Department of Analytical Chemistry and Computer Chemistry, University of Plovdiv, 24 Tsar Assen St., Plovdiv, 4000, Bulgaria.
Ideaconsult Ltd, 4 Angel Kanchev Str., Sofia, 1000, Bulgaria.
Mol Inform. 2019 Aug;38(8-9):e1800138. doi: 10.1002/minf.201800138. Epub 2019 Jan 17.
Ambit-GCM is a new software tool for group contribution modelling (GCM), developed as a part of the chemoinformatics platform AMBIT. It is an open-source tool distributed under LGPL license, written in Java and based on the Chemistry Development Kit. Ambit-GCM provides an environment for creating models of molecular properties using additive schemes of zero, first or second orders. Ambit-GCM supports a set of local atomic attributes used for dynamic configuration of desired atom descriptions, which are applied to define fragments of different sizes. All defined groups are exhaustively generated for each molecule from a training set of compounds and combined to form the basic set of GCM fragments. Additionally, Ambit-GCM users can define correction factors via custom SMARTS notations or add externally calculated molecular descriptors. A molecular property model is obtained as a sum over all found groups by multiplying each group or correction factor frequency to its corresponding contribution. Multiple linear regression analysis (MLRA) is used for group contributions calculation. Ambit-GCM performs full statistical characterization of the obtained MLRA models via various validation techniques: external tests validation, cross validation, y-scrambling, etc. The software can be optionally used only for molecule fragmentation combined with an external statistical modelling package for further processing. Ambit-GCM example usage and test cases are given.

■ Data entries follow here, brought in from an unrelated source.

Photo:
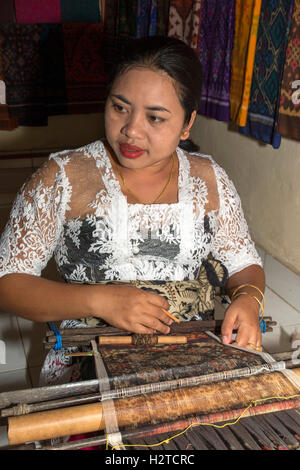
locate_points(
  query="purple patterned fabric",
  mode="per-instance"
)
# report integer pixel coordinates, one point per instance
(215, 49)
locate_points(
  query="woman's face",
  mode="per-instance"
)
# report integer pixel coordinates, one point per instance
(144, 119)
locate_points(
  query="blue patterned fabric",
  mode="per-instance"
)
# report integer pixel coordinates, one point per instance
(273, 30)
(146, 18)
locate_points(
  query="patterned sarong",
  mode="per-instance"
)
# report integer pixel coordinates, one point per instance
(215, 49)
(38, 11)
(184, 21)
(85, 73)
(23, 74)
(80, 10)
(188, 300)
(273, 30)
(246, 25)
(7, 12)
(289, 111)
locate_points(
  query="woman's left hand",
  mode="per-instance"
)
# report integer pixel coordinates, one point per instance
(242, 315)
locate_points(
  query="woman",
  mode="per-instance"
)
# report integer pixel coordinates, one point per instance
(133, 208)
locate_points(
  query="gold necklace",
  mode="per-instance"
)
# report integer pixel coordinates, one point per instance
(160, 194)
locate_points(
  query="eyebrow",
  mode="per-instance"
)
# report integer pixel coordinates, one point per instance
(150, 108)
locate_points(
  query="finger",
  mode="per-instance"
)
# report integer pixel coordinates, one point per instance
(154, 323)
(248, 338)
(157, 300)
(227, 328)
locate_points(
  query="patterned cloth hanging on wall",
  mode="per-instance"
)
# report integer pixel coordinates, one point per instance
(38, 11)
(246, 25)
(184, 21)
(58, 59)
(273, 30)
(57, 11)
(289, 111)
(215, 50)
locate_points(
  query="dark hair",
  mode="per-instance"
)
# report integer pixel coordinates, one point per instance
(174, 57)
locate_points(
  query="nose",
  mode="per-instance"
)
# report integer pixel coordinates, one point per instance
(134, 127)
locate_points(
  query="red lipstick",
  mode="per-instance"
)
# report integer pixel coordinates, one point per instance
(131, 151)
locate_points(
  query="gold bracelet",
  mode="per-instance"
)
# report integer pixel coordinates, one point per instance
(249, 285)
(253, 297)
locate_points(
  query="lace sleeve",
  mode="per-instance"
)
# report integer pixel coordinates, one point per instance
(35, 222)
(232, 245)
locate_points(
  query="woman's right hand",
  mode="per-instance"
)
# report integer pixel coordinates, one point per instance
(131, 309)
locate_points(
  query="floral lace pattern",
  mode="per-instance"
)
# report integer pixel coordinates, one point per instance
(114, 240)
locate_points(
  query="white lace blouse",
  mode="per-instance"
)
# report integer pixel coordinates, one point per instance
(73, 207)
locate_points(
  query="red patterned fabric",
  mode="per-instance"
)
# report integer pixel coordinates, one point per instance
(85, 73)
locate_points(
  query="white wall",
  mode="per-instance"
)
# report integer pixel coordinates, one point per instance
(267, 180)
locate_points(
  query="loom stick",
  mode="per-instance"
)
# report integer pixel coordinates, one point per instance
(24, 407)
(144, 339)
(148, 408)
(33, 398)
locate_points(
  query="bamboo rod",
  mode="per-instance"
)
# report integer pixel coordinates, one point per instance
(159, 339)
(158, 407)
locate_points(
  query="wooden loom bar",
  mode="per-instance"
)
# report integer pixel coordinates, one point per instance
(159, 407)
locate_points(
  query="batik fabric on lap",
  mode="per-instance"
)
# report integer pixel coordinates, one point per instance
(289, 111)
(273, 30)
(246, 26)
(215, 50)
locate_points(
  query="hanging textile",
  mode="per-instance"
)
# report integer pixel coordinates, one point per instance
(246, 26)
(162, 17)
(272, 38)
(52, 62)
(6, 122)
(80, 11)
(146, 16)
(38, 11)
(112, 39)
(86, 78)
(22, 72)
(215, 49)
(127, 20)
(184, 21)
(7, 12)
(289, 111)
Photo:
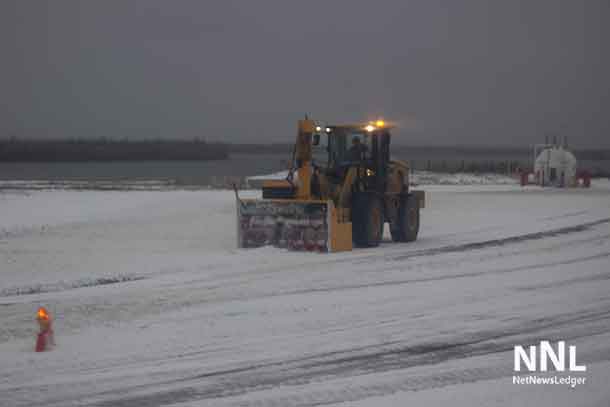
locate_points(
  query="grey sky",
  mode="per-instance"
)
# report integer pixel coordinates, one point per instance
(450, 72)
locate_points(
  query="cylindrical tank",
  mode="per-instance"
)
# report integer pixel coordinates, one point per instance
(556, 166)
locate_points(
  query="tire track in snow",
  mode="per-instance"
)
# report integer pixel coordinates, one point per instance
(218, 385)
(502, 241)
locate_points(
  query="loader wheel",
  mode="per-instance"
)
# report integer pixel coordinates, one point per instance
(367, 220)
(407, 225)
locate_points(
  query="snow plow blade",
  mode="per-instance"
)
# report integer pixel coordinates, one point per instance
(304, 225)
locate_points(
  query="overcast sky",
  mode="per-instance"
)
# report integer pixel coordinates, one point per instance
(502, 72)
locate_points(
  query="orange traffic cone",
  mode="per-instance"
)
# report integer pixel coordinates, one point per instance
(46, 338)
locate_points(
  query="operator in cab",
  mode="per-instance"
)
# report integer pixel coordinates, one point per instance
(357, 150)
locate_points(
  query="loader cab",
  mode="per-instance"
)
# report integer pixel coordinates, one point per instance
(365, 147)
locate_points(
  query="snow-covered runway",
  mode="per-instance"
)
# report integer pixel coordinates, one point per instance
(154, 305)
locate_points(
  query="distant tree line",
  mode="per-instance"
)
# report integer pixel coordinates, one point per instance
(110, 150)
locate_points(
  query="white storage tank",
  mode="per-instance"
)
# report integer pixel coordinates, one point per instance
(555, 166)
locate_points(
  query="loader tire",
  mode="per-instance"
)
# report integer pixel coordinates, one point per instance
(367, 220)
(407, 226)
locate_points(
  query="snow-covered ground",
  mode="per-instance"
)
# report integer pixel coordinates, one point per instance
(154, 305)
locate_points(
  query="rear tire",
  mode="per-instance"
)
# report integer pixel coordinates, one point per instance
(407, 224)
(367, 220)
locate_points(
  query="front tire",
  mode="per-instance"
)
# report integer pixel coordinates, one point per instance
(367, 220)
(407, 224)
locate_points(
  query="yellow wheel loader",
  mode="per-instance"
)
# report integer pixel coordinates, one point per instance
(341, 189)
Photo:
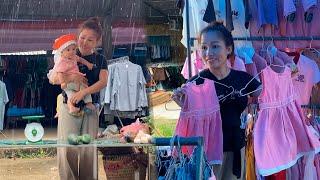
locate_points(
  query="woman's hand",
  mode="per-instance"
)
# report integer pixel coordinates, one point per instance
(77, 97)
(178, 96)
(77, 79)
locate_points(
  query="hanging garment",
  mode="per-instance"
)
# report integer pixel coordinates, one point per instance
(267, 12)
(196, 65)
(197, 10)
(238, 64)
(209, 15)
(306, 78)
(3, 101)
(259, 62)
(280, 124)
(317, 165)
(200, 116)
(238, 19)
(159, 74)
(252, 70)
(250, 162)
(290, 5)
(229, 14)
(125, 80)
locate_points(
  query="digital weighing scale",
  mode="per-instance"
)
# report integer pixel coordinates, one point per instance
(34, 130)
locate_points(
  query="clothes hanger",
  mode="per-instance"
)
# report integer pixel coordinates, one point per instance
(194, 81)
(228, 87)
(314, 50)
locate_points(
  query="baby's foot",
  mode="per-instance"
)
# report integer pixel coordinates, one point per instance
(89, 108)
(72, 108)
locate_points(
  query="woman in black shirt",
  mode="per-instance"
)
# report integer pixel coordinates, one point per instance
(217, 46)
(84, 166)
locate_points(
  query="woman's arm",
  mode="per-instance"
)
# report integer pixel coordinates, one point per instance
(258, 92)
(96, 87)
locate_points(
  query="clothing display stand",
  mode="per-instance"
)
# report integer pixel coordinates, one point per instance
(193, 141)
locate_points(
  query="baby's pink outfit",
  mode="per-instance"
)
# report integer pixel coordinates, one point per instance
(200, 116)
(281, 135)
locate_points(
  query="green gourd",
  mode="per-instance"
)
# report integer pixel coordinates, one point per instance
(73, 139)
(85, 138)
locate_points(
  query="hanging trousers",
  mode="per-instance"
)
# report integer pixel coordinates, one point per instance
(76, 163)
(224, 171)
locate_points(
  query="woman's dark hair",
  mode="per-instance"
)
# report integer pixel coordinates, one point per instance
(93, 24)
(226, 35)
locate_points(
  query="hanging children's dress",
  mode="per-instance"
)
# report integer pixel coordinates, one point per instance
(200, 116)
(281, 135)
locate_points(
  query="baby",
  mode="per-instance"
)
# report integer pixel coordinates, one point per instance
(65, 64)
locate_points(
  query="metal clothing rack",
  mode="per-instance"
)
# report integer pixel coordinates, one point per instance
(277, 38)
(274, 38)
(195, 141)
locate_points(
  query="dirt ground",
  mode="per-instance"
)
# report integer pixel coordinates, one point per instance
(35, 169)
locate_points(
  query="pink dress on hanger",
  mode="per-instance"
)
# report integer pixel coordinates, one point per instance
(200, 116)
(281, 135)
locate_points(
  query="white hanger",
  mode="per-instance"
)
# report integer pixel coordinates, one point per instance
(313, 49)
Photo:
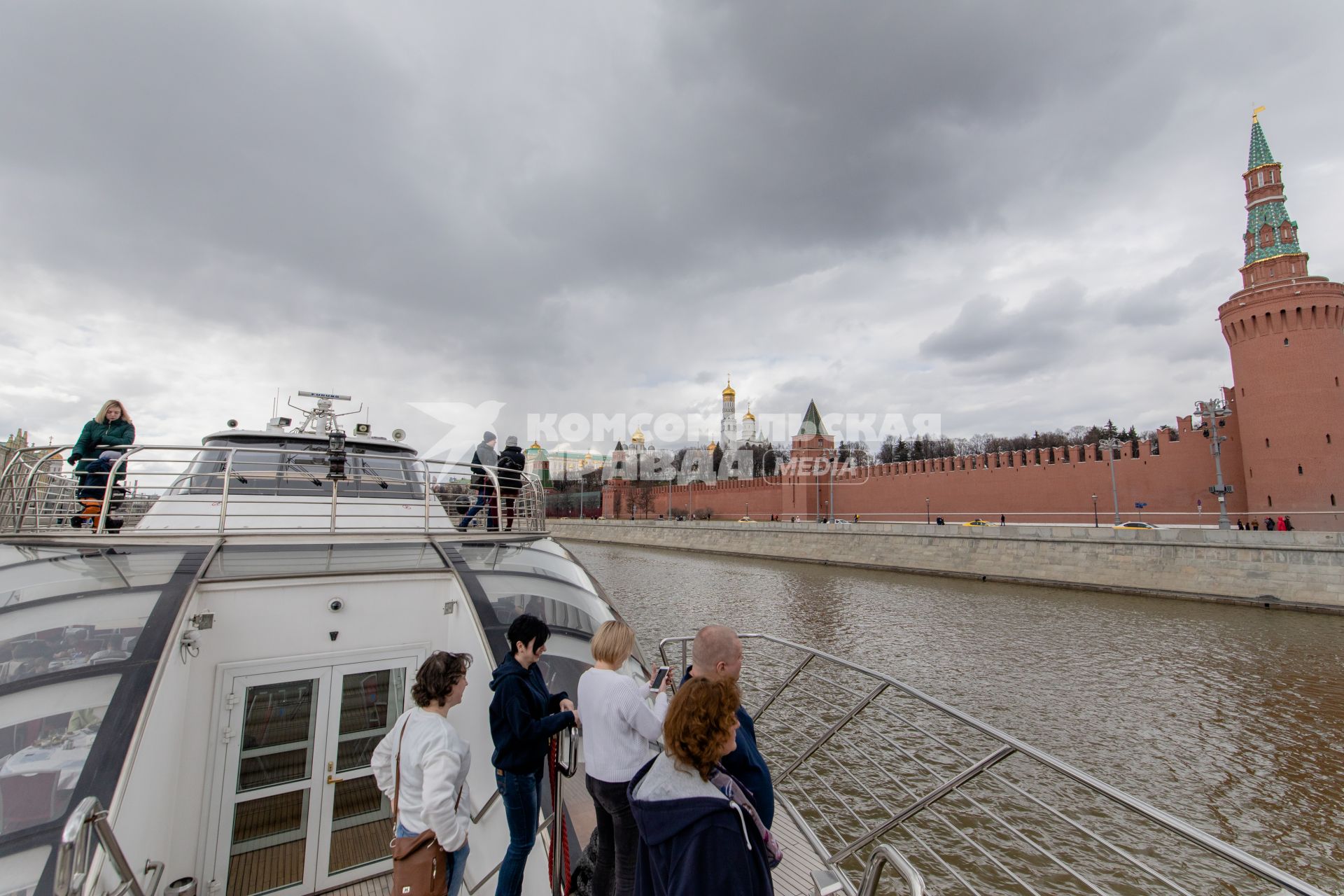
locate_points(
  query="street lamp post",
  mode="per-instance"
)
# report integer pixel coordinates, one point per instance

Ambit-GCM 是一款用于基团贡献建模 (GCM) 的新软件工具,作为 chemoinformatics 平台 AMBIT 的一部分开发。它是一个基于 Chemistry Development Kit 、用 Java 编写并遵循 LGPL 许可证的开源工具。Ambit-GCM 提供了一个使用零阶、一阶或二阶加和方案创建分子性质模型的环境。Ambit-GCM 支持一组用于动态配置所需原子描述的局部原子属性,这些属性用于定义不同大小的片段。所有定义的基团都从化合物的训练集中为每个分子进行穷举生成,并组合成 GCM 片段的基本集。此外,Ambit-GCM 用户可以通过自定义 SMARTS 符号定义校正因子,或添加外部计算的分子描述符。分子性质模型是通过将每个基团或校正因子频率乘以其相应的贡献来对所有发现的基团求和获得的。多元线性回归分析 (MLRA) 用于基团贡献计算。Ambit-GCM 通过各种验证技术对获得的 MLRA 模型进行全面的统计特征描述:外部测试验证、交叉验证、y-打乱等。该软件可以选择仅用于与外部统计建模包结合使用的分子片段化,以进行进一步处理。提供了 Ambit-GCM 的示例用法和测试用例。